Upstage Document Parse

Convert documents into structured HTML/Markdown. Recognizes layout elements such as tables, images, equations, and charts with bounding box coordinates.

Quick Start

import os
import requests

with open("report.pdf", "rb") as f:
    response = requests.post(
        "https://api.upstage.ai/v1/document-digitization",
        headers={"Authorization": f"Bearer {os.environ['UPSTAGE_API_KEY']}"},
        files={"document": f},
        data={"model": "document-parse", "output_formats": "['markdown']"}
    )
print(response.json()["content"]["markdown"])

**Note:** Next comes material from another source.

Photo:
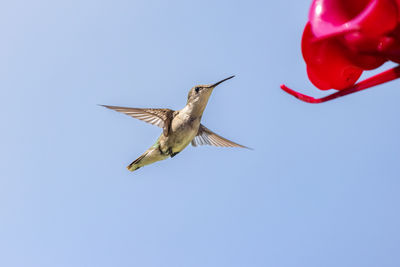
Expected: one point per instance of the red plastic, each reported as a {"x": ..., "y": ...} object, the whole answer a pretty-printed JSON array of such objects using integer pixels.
[{"x": 343, "y": 38}]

API Key: Always use os.environ["UPSTAGE_API_KEY"]. Get your key at console.upstage.ai.

Supported Formats

JPEG, PNG, BMP, PDF (up to 1000 pages with async), TIFF, HEIC, DOCX, PPTX, XLSX, HWP, HWPX

Sync vs Async

Mode	Endpoint	Max pages	Max file size	Notes
Sync	`/v1/document-digitization`	100	50 MB	Result returned in response (5 min server timeout). Best for ≤ 100 pages and quick turnaround.
Async	`/v1/document-digitization/async`	1000	50 MB	Returns `request_id`; processed in 10-page batches. Use when document exceeds sync limits or sync would time out.

Decision rule:

≤ 100 pages and expected to finish within 5 min → sync.
100 pages, scanned/complex content, or batch jobs → async.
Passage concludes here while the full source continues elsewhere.